In August 2014, it was announced that Winners & Losers planned to introduce a sister for Carla. Laura Gordon had been cast as the character named Izzy Hughes.

==Storylines==
Carla arrives in Melbourne after being employed in the position of Director of Emergency Medicine at Westmore Public Hospital. When she arrives, she does not receive a warm reception from Doug. After he apologises to her, Doug invites Carla to Patrick’s 21st birthday party and they begin dating. After learning that Doug and Sophie were once engaged, Carla begins to grow paranoid that Doug still loves her. When Sophie catches her taking a pill, Carla is forced to tell Doug that she has bipolar disorder and when she believes that their relationship is over, he proposes. Carla organises an engagement party and after her relationship with Doug becomes strained, she considers calling off the engagement.
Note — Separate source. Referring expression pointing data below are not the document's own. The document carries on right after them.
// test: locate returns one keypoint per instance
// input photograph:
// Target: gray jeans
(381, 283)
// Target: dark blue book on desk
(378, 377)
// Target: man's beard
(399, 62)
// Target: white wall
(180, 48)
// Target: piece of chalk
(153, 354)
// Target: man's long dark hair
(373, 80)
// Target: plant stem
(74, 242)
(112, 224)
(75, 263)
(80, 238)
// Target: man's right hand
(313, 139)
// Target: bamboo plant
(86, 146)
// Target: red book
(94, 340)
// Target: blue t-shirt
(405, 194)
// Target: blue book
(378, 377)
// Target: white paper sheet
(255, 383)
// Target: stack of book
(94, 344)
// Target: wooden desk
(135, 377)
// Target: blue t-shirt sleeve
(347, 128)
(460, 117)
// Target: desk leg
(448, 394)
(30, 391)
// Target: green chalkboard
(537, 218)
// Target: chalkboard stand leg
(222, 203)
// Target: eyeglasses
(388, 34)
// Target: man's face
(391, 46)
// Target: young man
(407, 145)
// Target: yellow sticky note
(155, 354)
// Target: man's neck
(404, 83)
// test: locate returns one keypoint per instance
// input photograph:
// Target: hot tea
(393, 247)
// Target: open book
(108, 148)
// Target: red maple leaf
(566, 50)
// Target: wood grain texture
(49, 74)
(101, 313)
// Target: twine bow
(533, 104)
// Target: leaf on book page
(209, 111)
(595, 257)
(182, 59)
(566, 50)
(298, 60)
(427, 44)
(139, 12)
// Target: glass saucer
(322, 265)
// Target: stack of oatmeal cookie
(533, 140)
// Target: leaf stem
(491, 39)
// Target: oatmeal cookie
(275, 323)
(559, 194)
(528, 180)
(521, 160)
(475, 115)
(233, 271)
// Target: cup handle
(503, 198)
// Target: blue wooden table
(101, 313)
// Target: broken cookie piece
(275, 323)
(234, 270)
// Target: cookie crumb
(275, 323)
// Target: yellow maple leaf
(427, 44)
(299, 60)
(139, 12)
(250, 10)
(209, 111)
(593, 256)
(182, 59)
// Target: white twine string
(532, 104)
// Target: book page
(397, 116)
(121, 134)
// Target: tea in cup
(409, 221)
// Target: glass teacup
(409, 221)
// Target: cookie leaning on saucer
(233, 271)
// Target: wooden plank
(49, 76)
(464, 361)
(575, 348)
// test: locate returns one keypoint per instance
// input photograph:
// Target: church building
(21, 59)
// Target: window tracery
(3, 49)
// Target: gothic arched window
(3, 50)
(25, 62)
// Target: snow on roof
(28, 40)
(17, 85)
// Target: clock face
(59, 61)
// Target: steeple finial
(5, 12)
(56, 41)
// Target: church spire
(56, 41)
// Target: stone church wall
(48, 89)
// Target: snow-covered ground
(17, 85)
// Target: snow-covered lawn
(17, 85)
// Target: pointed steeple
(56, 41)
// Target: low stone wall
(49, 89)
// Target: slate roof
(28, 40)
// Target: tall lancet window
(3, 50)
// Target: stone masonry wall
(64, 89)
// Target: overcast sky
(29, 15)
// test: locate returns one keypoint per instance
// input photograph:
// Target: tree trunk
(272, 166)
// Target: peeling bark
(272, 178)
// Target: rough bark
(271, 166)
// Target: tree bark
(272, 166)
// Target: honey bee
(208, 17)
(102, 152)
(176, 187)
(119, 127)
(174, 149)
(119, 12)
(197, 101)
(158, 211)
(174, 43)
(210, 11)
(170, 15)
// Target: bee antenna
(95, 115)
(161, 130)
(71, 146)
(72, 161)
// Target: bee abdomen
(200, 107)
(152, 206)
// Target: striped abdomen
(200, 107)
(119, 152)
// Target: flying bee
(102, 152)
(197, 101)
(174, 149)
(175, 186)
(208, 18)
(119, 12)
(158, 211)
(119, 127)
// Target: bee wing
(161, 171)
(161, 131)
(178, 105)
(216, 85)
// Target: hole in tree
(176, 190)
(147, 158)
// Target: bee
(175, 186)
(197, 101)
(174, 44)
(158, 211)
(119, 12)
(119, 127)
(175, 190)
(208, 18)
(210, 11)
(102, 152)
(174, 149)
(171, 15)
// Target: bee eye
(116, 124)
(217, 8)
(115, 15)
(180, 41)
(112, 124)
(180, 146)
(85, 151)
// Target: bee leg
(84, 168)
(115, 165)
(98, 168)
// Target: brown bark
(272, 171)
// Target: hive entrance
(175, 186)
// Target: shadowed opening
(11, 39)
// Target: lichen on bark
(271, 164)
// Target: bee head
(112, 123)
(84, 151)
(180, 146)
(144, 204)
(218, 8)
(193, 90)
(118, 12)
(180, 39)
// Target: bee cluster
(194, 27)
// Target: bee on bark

Doug and Carla turn their engagement party into a surprise wedding and get married. After the wedding, Carla and Doug decide to have a child. To improve her chances of falling pregnant, she throws out her lithium pills and prepares for the ramifications. She later develops a close bond with Bec when she relocates from Singapore. She is elated to learn she is expecting a baby and basks in the glory of pregnant life. She later suffers a miscarriage and after falling into a downward spiral of emotions, she attempts to commit suicide.

==Reception==
Fellow actress, Melanie Vallejo, said "Carla is a really awesome woman, which really annoys Sophie". Sharon Goldstein from TV Week stated that Carla is paranoid that Doug will cheat on her because she has never had a stable love life.